SUNNY CAL JOURNAL - "Where's Ole Hess A'Goin'?" Porch Life Sittin' And Talkin'

(08/27/2024)
By Bob Weaver

I was reminded of porch life this weekend down on Rowels Run, a family sitting on a windowed porch, all open, acknowledging their neighbors as they drove by, some honking their horn, just like days of yore.

Porch sitting was a cultural phenomenon of which I had the opportunity to experience into its declining years through the 1960s.

There's still some houses with porches, most well adorned with furniture, but a rarity spotting folks sitting there.

Porch sittin' was a quiet affair, interupped by story telling and exclamations about the infrequent person who was passing by in a car, on a horse or on foot.

The passing parade was sparse, just a few folks during the day, with questions raised, "Who was that?", or a firm statement like "That's Hess Reynolds," or further explaining his passage, "He's goin' out to the farm," or questioning, "Wonder where Hess is going?" (See Below)

"Lester is a'goin' to the store," or "Haven't seen them go by for a long time,"

There was the expectation that some of those passing would stop and sit a spell, and some did.

The slow porch sittin' time allowed families and neighbors to be connected, long lulls in the conversation midst the story telling and gossip.

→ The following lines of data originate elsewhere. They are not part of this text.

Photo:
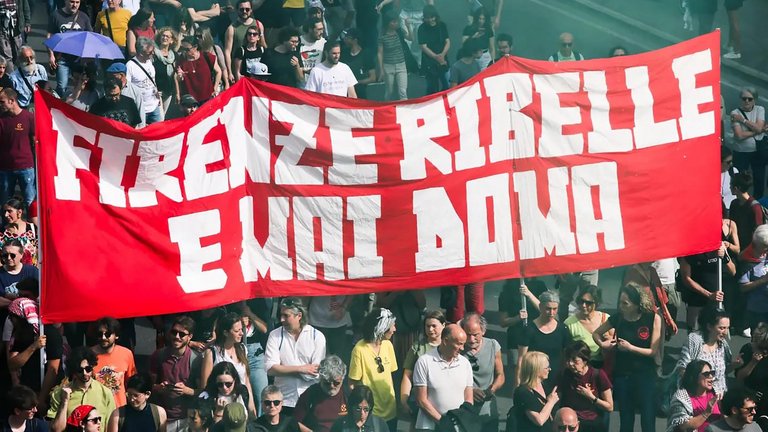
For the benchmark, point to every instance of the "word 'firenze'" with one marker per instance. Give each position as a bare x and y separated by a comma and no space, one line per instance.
482,235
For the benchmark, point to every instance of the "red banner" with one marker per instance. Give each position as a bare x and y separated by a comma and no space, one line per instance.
531,168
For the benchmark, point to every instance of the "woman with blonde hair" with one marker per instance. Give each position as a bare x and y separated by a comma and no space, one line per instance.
636,342
534,399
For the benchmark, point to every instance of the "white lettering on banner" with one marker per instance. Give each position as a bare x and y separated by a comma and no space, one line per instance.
604,176
156,160
482,248
256,259
303,121
328,212
346,147
363,211
186,231
198,182
69,158
694,124
542,235
419,124
439,229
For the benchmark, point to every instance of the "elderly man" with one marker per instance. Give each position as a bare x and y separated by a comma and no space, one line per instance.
324,402
442,378
566,420
484,355
140,72
26,75
17,148
294,351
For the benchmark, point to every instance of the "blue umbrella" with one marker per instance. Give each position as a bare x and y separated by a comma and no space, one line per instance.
84,44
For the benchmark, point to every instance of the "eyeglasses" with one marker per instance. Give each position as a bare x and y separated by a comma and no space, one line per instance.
180,334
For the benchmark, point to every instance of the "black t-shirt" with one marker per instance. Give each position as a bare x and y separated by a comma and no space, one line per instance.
526,399
279,65
551,344
124,110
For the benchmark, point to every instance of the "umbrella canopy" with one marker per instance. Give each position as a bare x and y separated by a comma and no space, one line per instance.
85,45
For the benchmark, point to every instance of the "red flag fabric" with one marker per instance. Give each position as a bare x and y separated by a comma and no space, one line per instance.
530,168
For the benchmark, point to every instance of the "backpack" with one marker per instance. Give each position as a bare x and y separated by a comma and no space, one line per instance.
152,408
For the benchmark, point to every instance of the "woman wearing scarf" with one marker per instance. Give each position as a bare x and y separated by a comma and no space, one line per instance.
24,355
373,362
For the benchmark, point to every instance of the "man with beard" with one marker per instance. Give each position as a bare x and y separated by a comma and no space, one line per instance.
115,106
174,370
331,76
324,402
79,389
26,75
115,363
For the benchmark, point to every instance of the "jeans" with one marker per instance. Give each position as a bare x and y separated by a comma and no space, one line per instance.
636,391
396,80
258,373
26,181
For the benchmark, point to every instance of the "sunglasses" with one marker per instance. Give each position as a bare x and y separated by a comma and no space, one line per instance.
180,334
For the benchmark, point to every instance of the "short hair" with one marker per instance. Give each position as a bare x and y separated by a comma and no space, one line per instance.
77,356
140,382
578,349
21,397
270,389
734,398
549,296
359,394
332,367
295,306
286,33
505,37
186,322
742,181
690,378
476,316
532,364
111,324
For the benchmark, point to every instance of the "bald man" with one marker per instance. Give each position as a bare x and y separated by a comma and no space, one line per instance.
566,51
442,378
566,420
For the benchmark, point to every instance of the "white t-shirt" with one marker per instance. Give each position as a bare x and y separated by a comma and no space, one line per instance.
748,144
334,80
445,383
138,78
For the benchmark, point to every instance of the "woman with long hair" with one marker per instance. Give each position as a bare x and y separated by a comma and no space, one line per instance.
695,404
228,347
373,362
585,389
434,323
534,398
636,341
224,386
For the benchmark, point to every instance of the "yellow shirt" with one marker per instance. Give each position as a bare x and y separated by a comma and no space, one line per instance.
364,367
119,20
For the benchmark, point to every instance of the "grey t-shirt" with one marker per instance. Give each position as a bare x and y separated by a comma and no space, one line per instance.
722,426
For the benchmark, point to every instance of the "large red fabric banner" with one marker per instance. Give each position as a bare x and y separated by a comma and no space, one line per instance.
531,168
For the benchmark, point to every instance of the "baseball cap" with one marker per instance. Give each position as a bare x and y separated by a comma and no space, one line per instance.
116,68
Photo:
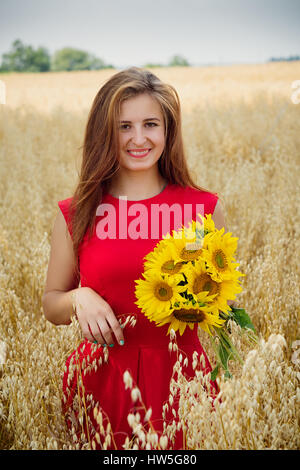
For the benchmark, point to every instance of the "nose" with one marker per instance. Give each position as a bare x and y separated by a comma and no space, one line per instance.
138,136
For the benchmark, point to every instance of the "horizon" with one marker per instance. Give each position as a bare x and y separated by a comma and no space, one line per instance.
210,34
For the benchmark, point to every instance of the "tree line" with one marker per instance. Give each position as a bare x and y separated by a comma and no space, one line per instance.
24,58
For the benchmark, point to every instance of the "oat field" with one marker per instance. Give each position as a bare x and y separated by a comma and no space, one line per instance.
242,135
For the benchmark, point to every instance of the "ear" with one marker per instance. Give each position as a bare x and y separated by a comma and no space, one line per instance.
219,216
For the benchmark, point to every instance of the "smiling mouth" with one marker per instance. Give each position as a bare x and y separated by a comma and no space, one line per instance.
138,153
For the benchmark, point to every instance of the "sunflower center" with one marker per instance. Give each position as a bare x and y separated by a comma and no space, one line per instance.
163,291
190,255
170,267
189,315
204,282
220,260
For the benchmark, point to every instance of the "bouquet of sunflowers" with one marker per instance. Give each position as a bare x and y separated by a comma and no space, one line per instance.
188,279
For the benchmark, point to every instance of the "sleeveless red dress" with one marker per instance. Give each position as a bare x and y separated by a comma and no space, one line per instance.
110,266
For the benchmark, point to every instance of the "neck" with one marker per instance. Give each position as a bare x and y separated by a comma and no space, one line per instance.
137,185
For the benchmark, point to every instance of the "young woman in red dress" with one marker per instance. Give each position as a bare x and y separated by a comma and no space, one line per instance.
133,160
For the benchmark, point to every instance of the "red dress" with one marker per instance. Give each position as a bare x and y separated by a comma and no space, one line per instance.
110,266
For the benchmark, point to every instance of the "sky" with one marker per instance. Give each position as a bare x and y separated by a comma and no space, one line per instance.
135,32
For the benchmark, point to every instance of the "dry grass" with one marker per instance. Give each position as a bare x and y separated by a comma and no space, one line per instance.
242,139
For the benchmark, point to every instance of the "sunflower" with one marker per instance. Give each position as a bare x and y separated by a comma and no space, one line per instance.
157,292
189,313
199,280
161,260
218,255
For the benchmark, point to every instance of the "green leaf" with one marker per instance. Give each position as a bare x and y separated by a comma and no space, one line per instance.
214,373
227,375
242,318
223,355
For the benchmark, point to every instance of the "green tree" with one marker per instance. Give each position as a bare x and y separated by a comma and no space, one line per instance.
75,59
152,65
178,60
22,58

It was those long quiet spells I treasure most, allowing time for reflection, standing by for words from another porch sitter.

The McCoy porch in the Village of Hur, once open, had been enclosed with about 14 windows (with natural gas lights at night), creating a wide view up and down the muddy road both summer and winter, a tiny piece of the world in which the family had their being.

The windows were all screened in the summertime, enhanced by the chirping of night crickets.

As the 20th Century ended, porches themselves vanished from home construction, to be replaced by stoops and inside gathering places before a TV or Internet screen.

Writer Ray Bradbury said porches vanished because folks didn't want people sitting like that, doing nothing, rocking, the wrong kind of social life.

They had too much time to think.

Families are now globalized, connected to a half-dozen media devices that entertain, enrage and occupy more time than hours in the day, all quite noisy.

Henry Church, an aged ex-British soldier from the American Revolutionary War, was noted for his porch sitting in sight of the train station in the now faded town of Hundred, West Virginia, the town named after Church who was known as "ole hundred," living beyond a century of life.

Old timers continue to relive the porch sittin' life by tuning into Mayberry reruns or they could have been seen on the front porch of Aging with Grace in Grantsville.

It would be delusional indeed to attempt a return to porch life, with such an exercise driving most folks completely insane, the absence of the noise of 21st Century technology.

For those of age, we will dutifully reminisce about those times, contending it was of once of value to the human condition like big Sunday dinners.

HESS REYNOLDS (1882-1948) was born in Calhoun County, son of James Reynolds (born 1842 Kanawha County) and Sarah Hathaway (born 1841 Barbour County). Was first married Lona Riggs (1886-1910) in Calhoun County and then married Lizzie Fritz in 1924. Hess and his second wife Lizzie had the Hur Post Office with store for many years. Lizzie was a long time one room school teacher in Calhoun County.